There are some books of the Old testament that are rarely read. Deuteronomy is not too bad. Many of us would have browsed through the book of Deuteronomy some time or the other. However, I am not sure how much each of us will score if we do a Bible Quiz on Deuteronomy. The Book of Deuteronomy can broadly be split into four parts. Moses, the author of most part of this book, starts by reminding Israelites about what god has done for them, in the first four chapters, and then, goes on to give detailed instructions for godly living in the next many chapters. Then he gives another passionate call for commitment to God. The last part of the book, believed to be written by Joshua, after Moses’ death describes Moses’ last days and the change in leadership.
Chapter 26 stands out in a way that is marks the end of purely legal matters discussed in the earlier chapters and switches to detailed instructions on performance of two rituals, or liturgy, viz; the presentation of first fruits and the presentation of the tithe of the third year. I would like to focus this morning, not so much on the liturgy itself, but on the purpose behind it and it’s implications to us in the current scenario. When I look at all the persecution that is going on, my belief that the end times are near is getting stronger, and I get a feeling that I am closer than ever before, to the promised land that the new covenant offers in Revelation 21:16-27. So this morning, even as we remember the rituals that the Israelites were asked to perform once they enter the promised land, I would like us to pause and think about what we need to do, to enter our promised land, that land described in Rev 21:16-27.
Though there are many themes and lessons to be drawn from this chapter in Deuteronomy, I would like to draw our attention to just three things this morning.
1. The confession of faith (Vs. 5-10)
2. Reminder of the declaration (by the people) that Israel would accept the terms of the covenant that God offered them (Vs 17)
3. Reminder of the declaration (By God) that God had given Israel a special status, as His people, His treasured possession. (Vs 18 - 19)
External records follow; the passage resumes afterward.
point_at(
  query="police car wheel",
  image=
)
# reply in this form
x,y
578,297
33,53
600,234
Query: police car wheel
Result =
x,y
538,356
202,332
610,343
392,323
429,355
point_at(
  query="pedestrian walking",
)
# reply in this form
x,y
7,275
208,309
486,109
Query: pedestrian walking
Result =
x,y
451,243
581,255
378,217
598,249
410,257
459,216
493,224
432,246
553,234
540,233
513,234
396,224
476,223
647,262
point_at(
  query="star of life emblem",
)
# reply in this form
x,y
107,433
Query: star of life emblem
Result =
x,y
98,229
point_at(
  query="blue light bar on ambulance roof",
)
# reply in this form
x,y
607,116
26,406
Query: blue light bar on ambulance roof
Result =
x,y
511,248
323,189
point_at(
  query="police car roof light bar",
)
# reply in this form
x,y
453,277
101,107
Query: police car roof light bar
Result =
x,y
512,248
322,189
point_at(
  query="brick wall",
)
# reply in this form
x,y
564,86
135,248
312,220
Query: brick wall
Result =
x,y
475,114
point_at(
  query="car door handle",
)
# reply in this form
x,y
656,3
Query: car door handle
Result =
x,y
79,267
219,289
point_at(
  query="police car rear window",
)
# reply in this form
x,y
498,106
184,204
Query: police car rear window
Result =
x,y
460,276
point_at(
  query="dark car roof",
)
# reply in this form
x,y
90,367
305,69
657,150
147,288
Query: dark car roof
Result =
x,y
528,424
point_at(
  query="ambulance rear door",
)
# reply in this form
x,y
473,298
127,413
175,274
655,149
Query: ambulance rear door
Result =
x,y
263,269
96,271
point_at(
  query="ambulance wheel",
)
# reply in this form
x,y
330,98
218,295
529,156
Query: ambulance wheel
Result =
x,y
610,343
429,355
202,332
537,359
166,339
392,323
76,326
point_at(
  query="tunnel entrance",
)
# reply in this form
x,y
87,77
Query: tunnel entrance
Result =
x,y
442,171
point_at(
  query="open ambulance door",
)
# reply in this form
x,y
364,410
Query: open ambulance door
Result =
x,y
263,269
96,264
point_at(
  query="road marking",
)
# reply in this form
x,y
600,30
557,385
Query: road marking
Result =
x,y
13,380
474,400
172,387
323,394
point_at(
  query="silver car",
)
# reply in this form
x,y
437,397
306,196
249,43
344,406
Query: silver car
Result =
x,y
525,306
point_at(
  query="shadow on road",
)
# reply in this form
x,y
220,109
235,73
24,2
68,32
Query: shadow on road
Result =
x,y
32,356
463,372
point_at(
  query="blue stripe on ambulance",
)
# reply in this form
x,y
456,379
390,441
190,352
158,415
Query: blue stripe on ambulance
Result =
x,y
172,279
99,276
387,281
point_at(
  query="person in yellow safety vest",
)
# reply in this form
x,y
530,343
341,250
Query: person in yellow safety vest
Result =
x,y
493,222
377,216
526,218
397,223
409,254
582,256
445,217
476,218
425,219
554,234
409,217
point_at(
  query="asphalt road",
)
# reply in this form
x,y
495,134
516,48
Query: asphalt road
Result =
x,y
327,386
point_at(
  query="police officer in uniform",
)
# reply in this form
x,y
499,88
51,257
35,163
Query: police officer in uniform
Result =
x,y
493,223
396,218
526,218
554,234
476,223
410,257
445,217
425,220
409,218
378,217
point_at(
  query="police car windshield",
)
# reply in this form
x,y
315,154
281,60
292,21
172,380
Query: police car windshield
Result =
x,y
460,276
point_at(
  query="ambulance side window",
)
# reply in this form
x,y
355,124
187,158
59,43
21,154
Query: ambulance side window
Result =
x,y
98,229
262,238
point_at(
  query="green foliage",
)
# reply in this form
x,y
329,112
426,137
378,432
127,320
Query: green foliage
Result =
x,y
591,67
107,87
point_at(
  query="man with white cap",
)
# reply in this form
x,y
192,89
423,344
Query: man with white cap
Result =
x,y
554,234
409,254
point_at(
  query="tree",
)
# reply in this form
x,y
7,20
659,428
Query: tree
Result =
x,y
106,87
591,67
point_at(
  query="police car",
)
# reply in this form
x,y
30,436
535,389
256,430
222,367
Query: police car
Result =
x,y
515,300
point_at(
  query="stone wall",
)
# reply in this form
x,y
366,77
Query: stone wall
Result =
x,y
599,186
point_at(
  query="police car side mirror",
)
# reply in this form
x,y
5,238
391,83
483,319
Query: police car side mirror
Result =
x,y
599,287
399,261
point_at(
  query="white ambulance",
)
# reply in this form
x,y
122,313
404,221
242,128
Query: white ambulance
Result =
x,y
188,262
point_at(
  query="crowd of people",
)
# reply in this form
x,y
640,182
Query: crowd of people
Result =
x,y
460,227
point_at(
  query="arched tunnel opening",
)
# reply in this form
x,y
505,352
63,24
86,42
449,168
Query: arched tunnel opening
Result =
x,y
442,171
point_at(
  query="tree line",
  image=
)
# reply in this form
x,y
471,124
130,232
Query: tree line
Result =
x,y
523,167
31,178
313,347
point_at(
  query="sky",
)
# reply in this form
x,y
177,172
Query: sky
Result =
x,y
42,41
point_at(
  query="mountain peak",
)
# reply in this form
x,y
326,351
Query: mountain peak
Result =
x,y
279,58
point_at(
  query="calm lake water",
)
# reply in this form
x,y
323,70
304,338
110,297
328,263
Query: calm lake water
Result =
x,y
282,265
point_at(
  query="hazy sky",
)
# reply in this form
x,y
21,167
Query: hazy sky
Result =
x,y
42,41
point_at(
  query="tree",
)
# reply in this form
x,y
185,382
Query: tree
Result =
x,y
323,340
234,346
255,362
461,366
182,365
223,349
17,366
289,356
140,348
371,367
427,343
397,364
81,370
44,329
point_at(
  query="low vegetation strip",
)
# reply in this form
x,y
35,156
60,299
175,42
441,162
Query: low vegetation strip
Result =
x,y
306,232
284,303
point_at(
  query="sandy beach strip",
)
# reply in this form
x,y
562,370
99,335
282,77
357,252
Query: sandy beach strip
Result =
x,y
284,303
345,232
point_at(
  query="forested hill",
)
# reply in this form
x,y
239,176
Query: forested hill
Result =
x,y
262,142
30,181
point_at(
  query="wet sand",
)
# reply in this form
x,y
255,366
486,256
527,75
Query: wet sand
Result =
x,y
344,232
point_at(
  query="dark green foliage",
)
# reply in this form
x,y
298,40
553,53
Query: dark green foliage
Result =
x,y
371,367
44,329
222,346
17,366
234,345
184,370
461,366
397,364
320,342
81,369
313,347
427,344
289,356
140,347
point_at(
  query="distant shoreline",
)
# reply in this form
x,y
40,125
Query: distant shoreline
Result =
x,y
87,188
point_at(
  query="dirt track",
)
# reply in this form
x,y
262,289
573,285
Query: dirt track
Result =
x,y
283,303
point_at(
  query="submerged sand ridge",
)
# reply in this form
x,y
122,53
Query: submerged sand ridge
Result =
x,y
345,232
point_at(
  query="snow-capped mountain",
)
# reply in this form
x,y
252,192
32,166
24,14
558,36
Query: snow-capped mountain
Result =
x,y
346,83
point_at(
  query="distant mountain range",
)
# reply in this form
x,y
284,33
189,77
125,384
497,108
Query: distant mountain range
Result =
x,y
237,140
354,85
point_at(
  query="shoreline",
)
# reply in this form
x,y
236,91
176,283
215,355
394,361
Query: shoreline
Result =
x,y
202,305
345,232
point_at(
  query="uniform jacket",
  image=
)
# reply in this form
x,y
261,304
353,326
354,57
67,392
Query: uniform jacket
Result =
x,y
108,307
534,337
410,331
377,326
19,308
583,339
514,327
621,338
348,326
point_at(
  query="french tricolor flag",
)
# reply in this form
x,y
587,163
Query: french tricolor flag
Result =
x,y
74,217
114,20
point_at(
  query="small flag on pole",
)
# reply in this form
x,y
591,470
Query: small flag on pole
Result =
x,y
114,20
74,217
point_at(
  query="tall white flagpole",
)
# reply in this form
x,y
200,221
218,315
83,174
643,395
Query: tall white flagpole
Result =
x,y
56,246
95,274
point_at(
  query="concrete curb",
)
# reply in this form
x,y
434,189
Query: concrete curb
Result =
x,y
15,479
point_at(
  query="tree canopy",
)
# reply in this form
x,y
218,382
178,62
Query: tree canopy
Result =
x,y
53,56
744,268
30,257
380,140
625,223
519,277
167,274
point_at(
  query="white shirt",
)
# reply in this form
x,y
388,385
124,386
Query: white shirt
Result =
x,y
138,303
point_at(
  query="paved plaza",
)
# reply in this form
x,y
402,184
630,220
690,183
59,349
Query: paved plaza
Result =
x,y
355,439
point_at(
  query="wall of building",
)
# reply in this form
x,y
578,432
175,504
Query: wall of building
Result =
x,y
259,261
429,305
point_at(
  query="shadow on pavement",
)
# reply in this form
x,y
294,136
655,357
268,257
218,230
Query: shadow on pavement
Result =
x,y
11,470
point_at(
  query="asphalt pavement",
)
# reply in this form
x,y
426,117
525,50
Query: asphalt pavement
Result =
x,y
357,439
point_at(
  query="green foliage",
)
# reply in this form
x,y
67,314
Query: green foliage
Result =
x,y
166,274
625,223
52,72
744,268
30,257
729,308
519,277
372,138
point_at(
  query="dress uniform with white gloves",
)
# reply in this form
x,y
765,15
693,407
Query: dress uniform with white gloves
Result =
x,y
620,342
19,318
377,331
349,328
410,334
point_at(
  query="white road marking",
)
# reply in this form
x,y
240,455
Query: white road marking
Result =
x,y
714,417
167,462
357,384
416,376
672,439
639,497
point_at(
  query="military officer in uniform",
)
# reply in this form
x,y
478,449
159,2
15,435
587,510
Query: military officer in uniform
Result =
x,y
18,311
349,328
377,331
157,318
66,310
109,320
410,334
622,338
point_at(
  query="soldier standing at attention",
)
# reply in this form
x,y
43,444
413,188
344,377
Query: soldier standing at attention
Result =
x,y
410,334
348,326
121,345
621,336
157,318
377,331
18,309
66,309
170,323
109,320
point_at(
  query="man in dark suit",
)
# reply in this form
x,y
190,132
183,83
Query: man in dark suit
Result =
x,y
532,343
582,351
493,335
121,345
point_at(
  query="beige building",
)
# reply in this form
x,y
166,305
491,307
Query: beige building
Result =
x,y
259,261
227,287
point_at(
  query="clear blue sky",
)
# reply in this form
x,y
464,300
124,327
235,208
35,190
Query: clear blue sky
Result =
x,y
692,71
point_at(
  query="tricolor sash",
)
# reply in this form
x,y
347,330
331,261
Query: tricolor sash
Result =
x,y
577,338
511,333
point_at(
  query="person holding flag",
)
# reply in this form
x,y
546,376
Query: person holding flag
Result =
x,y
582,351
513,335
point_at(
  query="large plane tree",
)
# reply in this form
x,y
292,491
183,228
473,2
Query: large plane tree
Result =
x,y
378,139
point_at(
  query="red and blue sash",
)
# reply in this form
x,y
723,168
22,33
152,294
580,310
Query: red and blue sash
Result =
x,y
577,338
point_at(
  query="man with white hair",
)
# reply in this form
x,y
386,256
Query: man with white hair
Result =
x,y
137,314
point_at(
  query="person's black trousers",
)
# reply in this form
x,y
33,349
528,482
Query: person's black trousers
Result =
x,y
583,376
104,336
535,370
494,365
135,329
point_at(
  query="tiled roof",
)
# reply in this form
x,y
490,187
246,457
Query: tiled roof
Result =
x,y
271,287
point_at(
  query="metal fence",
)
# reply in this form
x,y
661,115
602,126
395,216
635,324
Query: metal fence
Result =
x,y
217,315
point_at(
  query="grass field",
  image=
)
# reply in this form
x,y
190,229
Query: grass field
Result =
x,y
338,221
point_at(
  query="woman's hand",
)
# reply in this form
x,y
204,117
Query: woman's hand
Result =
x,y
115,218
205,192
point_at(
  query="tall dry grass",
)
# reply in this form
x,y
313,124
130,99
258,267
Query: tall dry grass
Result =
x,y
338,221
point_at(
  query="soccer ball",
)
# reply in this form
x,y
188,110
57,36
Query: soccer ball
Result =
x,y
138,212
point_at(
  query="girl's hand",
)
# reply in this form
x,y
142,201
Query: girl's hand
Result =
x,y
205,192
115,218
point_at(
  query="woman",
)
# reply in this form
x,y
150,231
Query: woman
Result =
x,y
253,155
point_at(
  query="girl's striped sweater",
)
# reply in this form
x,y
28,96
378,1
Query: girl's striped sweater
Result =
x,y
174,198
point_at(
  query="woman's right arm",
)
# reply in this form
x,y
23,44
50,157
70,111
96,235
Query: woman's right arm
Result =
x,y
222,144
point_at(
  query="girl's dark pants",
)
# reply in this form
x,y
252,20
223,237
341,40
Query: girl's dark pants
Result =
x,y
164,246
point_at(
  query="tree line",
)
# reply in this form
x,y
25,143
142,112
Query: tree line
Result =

The confession of faith given here is a simple one. We acknowledge who we were, we were in bondage, we cried out to the Lord, the Lord heard our cry, and the Lord delivered us from bondage, and the Lord has given us this promised land, a land flowing with milk and honey. All of you would have heard that beautiful hymn, Amazing Grace, which describes our status before and after salvation.
Let us talk about faith. There is a story told by Narayanamurthy, the founder of Infosys. A group of IT company CEOs were invited by an airplane manufacturer for a special flight. They were welcomed well and were requested to be seated inside the aircraft. When all of them were in and strapped up, an announcement was made that this flight is a experimental flight without pilots, using the latest software. They were trying out the new unmanned flight concept. Secretly and individually each CEO was also told that the software used in the aircraft was developed by his own company. Slowly, one by one, the CEOs started to make excuses, and soon, there was only one CEO left in the aircraft and he seemed undisturbed. So the organizers of this test came and congratulated him on his faith on the software product of his company and his software engineers. The man smiled and told them. “Yes, I have absolute faith in my software engineers. If my engineers designed the program, I am sure the flight would not even take off.”